40 males Guantanamo has kept roughly 800 prisoners over the years, but presently just 40 men are incarcerated there, and approximately three-quarters of them have never been prosecuted legally. They are referred to as "forever prisoners," and they are being held eternally. Some of them have been there for over two decades.
When President Obama took office in 2009, he promised to close the prison at a rate of 30 a year. As of January 2017, there were still 130 prisoners at Guantanamo. This number includes 10 American citizens who have been held without trial since 9/11.
Guantanamo has been described as an "open-air prison" because it is located on an isolated island accessible only by ferry or helicopter. In 2007, the Pentagon estimated that it cost $750,000 per year to keep each prisoner at Guantanamo. That makes Guantanamo's annual budget $30 million. In 2016, Congress voted to prohibit the transfer of any more prisoners from the facility.
Guantanamo was established in 1898 after the Spanish-American War to hold Puerto Rican nationalists and their leaders. Over the next few years, it would become the default place where America went when it wanted to hold a foreign prisoner without charging them with a crime.
The first 11 prisoners transferred from Guantanamo came home for burial in 2010.
First, can you remind me how many detainees are still held at Gitmo? Guantanamo has kept roughly 800 prisoners over the years, but presently just 40 men are incarcerated there, and approximately three-quarters of them have never been prosecuted legally. This is different from the CIA's detention program, which was designed for temporary purposes and allowed almost 700 individuals to be released.
The United States government does not consider these men criminals, but rather it claims that they were engaged in combat with the United States military, so they should not be granted rights as ordinary civilians. However, no formal charges have ever been filed against any of these men, and none of them have had any opportunity to face a jury or an impartial judge.
There is also a small group of Cuban citizens who have been imprisoned in the United States since the 1959 revolution. These people have been denied access to legal counsel and have never been charged with a crime. They have been held in solitary confinement for decades at a time without trials or convictions.
Finally, there are four Americans who were arrested in Pakistan and brought to Gitmo. They are being held indefinitely without charge or trial. None of these men have ever been charged with a crime and none of them have ever been given the chance to see if they could be tried in an American court.
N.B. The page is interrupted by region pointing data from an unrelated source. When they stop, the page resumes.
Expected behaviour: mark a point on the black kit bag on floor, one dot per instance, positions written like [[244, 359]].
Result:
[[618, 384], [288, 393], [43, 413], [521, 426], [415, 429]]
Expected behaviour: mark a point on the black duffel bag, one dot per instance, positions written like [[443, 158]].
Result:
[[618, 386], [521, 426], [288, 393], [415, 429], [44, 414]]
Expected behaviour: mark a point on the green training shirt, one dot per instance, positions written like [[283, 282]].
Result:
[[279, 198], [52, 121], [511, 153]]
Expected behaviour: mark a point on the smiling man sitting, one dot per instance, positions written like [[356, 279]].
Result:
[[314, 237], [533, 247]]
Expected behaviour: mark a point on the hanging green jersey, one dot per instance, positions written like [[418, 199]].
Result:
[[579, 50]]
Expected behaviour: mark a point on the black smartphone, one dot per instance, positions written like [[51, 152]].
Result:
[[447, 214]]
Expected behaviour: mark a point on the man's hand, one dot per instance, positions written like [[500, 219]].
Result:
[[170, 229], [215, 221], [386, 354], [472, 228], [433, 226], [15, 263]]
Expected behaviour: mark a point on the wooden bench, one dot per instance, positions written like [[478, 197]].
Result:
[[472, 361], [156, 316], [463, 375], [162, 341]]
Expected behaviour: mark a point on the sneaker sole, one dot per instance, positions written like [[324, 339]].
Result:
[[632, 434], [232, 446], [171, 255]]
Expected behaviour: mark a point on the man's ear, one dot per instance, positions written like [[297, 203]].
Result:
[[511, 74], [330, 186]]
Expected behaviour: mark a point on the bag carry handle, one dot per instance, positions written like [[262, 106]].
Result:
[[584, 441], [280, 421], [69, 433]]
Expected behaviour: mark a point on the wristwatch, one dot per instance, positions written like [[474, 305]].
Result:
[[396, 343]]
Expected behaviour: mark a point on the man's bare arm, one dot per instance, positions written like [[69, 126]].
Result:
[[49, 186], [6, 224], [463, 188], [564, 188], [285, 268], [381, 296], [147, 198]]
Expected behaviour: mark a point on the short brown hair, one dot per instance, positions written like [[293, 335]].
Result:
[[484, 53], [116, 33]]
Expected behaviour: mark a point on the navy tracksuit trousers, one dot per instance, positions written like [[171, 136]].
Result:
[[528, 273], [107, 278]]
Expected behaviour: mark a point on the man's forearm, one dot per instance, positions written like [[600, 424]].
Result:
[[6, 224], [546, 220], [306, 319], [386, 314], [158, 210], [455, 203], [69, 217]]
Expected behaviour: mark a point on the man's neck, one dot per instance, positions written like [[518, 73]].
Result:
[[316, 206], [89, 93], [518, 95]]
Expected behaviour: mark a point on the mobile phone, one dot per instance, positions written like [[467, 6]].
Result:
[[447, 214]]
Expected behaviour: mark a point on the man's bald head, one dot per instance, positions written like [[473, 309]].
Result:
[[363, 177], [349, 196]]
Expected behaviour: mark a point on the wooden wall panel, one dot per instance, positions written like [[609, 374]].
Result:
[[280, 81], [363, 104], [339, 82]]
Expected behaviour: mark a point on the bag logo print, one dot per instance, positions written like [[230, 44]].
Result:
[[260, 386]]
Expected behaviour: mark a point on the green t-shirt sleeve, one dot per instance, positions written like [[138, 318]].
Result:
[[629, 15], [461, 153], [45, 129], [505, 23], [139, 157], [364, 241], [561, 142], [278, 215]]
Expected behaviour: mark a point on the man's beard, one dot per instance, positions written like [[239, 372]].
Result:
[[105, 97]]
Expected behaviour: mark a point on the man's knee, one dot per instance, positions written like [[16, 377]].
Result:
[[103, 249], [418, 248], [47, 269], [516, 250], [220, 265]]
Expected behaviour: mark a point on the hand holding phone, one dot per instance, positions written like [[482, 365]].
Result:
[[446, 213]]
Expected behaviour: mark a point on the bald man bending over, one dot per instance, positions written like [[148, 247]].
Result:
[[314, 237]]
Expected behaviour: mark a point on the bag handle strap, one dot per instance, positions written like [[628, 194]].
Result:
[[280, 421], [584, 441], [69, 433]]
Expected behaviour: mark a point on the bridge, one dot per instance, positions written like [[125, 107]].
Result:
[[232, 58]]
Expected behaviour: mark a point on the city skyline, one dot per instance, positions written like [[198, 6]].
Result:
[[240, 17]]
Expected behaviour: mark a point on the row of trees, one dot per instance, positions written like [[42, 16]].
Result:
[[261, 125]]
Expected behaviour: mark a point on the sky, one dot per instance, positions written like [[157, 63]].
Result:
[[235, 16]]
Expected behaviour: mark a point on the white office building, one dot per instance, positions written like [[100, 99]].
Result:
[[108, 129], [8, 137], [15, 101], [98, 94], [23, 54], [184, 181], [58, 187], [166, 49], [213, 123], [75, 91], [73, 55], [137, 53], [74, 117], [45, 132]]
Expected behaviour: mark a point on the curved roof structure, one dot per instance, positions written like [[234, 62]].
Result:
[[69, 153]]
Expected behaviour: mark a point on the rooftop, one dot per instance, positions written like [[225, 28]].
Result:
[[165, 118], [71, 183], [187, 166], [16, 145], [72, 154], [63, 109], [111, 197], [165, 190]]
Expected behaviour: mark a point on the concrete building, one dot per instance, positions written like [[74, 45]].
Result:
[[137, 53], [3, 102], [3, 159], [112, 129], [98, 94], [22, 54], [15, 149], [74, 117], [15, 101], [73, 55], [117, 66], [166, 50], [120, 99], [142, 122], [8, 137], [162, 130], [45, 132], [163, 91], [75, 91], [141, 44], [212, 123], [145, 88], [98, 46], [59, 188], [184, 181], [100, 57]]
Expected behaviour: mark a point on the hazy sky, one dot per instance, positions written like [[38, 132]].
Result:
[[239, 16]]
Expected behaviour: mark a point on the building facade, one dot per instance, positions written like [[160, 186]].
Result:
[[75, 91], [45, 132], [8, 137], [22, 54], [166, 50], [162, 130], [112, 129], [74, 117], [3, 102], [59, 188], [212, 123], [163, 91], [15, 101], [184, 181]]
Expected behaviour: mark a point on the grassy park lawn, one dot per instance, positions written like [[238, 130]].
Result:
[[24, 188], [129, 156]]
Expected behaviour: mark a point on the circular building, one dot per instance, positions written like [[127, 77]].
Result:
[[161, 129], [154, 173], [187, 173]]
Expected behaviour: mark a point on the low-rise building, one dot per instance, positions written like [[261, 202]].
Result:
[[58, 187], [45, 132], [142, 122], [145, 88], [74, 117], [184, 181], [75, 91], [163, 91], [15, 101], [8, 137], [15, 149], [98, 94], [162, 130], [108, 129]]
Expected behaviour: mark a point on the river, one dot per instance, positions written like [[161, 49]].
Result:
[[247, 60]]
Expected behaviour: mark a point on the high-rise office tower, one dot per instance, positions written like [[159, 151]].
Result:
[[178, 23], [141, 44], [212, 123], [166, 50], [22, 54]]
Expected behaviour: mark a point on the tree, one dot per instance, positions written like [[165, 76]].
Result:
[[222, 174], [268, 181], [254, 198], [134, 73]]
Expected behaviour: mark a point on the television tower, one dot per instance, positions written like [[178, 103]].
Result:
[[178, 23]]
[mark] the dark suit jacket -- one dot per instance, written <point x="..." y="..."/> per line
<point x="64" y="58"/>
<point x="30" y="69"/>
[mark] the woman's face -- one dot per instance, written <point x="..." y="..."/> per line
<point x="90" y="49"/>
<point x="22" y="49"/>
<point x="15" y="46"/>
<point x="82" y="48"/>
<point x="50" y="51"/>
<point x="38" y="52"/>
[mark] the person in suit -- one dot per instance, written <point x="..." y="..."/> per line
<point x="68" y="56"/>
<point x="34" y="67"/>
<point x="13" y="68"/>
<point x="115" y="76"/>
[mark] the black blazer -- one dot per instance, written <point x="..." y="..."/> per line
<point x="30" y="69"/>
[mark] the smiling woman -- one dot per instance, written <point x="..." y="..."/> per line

Approximately three-quarters of the 40 detainees currently detained at Guantanamo are "forever inmates," meaning they have been kept without charge or trial for over two decades. Six of them have been approved for release, some for more than a decade, yet are still detained. Nashir and Abdullah are among the six inmates who have been released. However, their cases are now before the U.S. courts system and it is uncertain when, or if, they will be allowed to return to their home countries.
Guantanamo has been described as a "legal black hole" by several scholars because there are no clear procedures for trying suspects held there. As a result, many have spent years waiting for their day in court while some have died awaiting trial.
In March 2015, President Obama signed into law a measure requiring him to review all cases against suspected terrorists from the 2001 terror attacks before he leaves office in January 2017. If he decides not to move forward with prosecuting them, then they can be freed. But if he does decide to go ahead with charges, then they would have to be tried in federal court. The president has the power to veto any bill setting criminal charges against a detainee held at Guantanamo, but he has not done so thus far.
The prison camp at Guantanamo was built to hold foreign terrorists accused of being threat to the United States, but now holds only men who were captured abroad and deemed ineligible for trial.